Promising move on climate change but what will Republicans say now?

Now that China has committed to producing enough zero-emissions energy by 2030 to power the entire United States, Sen. Mitch McConnell and his fellow Republicans will have to find a new excuse for doing nothing about climate change.

McConnell has demurred on the link between carbon emissions and a warming planet, saying he's "not a scientist."

But the Senate's soon-to-be majority leader has been emphatic that U.S. efforts to reduce greenhouse gases would be pointless without a similar effort by China, the world's largest source of such emissions, ahead of only the United States.

Well, China has made that commitment.

The agreement to lower carbon output announced Tuesday by presidents Xi Jinping and Barack Obama at the end of a Beijing summit came as a surprise.

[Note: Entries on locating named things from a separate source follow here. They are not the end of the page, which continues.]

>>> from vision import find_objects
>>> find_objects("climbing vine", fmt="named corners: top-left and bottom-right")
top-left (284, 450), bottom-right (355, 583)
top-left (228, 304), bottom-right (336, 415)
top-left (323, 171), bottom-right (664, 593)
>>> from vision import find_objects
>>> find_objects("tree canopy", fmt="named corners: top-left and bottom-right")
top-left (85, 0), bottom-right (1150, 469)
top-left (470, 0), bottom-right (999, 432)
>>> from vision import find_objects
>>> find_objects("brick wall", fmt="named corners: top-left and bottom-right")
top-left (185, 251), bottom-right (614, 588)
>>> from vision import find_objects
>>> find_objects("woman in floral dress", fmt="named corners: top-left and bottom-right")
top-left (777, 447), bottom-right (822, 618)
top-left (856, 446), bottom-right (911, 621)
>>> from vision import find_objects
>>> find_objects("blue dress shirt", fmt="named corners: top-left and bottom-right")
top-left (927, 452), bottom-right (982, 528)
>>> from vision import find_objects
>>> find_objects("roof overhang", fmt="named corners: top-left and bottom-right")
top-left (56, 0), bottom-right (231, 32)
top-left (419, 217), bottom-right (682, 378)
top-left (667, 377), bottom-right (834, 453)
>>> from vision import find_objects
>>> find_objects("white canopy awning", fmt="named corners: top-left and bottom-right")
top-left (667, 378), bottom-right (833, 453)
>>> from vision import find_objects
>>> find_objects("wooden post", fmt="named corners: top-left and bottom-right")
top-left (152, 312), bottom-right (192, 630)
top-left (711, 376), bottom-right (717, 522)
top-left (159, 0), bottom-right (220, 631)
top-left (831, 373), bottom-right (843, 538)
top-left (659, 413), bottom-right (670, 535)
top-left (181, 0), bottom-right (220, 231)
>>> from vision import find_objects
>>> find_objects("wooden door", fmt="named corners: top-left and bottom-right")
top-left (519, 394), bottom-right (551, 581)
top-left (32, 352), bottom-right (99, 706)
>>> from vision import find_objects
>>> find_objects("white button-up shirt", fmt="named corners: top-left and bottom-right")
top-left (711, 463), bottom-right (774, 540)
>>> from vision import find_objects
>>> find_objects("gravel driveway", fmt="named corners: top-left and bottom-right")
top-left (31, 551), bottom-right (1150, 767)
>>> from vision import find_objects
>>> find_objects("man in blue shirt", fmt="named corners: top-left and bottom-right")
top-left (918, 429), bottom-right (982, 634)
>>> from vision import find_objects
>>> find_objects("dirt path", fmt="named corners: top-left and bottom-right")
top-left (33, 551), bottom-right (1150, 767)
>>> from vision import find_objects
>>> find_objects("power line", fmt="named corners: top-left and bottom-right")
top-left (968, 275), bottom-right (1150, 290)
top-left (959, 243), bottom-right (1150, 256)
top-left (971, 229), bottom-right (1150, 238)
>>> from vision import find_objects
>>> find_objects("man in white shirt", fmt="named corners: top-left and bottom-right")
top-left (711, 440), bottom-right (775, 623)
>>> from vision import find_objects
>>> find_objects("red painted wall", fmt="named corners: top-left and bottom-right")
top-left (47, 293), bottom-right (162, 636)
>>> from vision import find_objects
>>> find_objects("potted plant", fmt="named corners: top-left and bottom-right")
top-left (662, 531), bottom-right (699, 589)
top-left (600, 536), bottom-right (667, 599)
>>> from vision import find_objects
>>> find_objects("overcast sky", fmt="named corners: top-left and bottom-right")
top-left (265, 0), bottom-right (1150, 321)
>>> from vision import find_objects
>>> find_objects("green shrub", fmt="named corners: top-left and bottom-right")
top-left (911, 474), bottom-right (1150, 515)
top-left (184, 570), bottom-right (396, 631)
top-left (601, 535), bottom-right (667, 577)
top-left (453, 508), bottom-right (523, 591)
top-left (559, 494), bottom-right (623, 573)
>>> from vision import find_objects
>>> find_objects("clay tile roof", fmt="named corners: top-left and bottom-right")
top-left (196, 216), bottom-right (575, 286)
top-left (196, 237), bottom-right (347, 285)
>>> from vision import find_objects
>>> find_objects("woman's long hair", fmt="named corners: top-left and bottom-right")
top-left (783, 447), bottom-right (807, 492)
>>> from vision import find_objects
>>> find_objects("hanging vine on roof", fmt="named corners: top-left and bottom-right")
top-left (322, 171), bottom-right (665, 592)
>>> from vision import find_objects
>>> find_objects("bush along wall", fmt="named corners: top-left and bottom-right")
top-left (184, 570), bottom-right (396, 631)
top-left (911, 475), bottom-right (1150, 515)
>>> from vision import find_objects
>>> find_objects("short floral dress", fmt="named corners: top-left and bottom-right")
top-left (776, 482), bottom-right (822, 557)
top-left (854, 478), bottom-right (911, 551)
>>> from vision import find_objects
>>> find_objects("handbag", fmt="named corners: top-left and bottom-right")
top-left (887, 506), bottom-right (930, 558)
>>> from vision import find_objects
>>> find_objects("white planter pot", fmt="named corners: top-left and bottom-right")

But it's hardly surprising that China is willing, even eager, to reduce its dependence on fossil fuels. China is choking on its coal-fired prosperity as air pollution routinely reaches intolerable levels in many places.

Longer term, it also makes sense that the world's largest country wants to avert massive droughts, floods, rising sea levels, superstorms and the resulting conflicts, suffering, chaos and costs.

If anything is shocking, it's the lack of urgency in the U.S. Congress, especially among Republicans, to protect our descendants from climate disaster.

The goals on which Obama and Xi agreed are a long way from realization and will require work, investment and vigilance on both ends.

Even if both countries succeed in their commitments, experts say that alone would not avert a 2 degrees Celsius (3.7 degrees Fahrenheit) increase in average temperatures. That's the threshold at which scientists say the worst effects of climate disruption become unavoidable. Developing countries, especially India, must also begin unlinking their economies from fossil fuels, and Europe must keep up its momentum toward clean energy.

This agreement, nonetheless, is being hailed as a huge encouraging step and a new way forward.

Republicans and coal-state Democrats will grouse that Obama and the Environmental Protection Agency are abusing their authority by ordering further cuts in emissions from coal-fired power plants. The EPA also is moving to limit methane emissions from natural gas production and to require cleaner vehicles.

The president should keep telling himself that it's better to suffer the political attacks now than the harsh judgment history will render if he puts less than all his power into solving this most pressing challenge to humankind's future.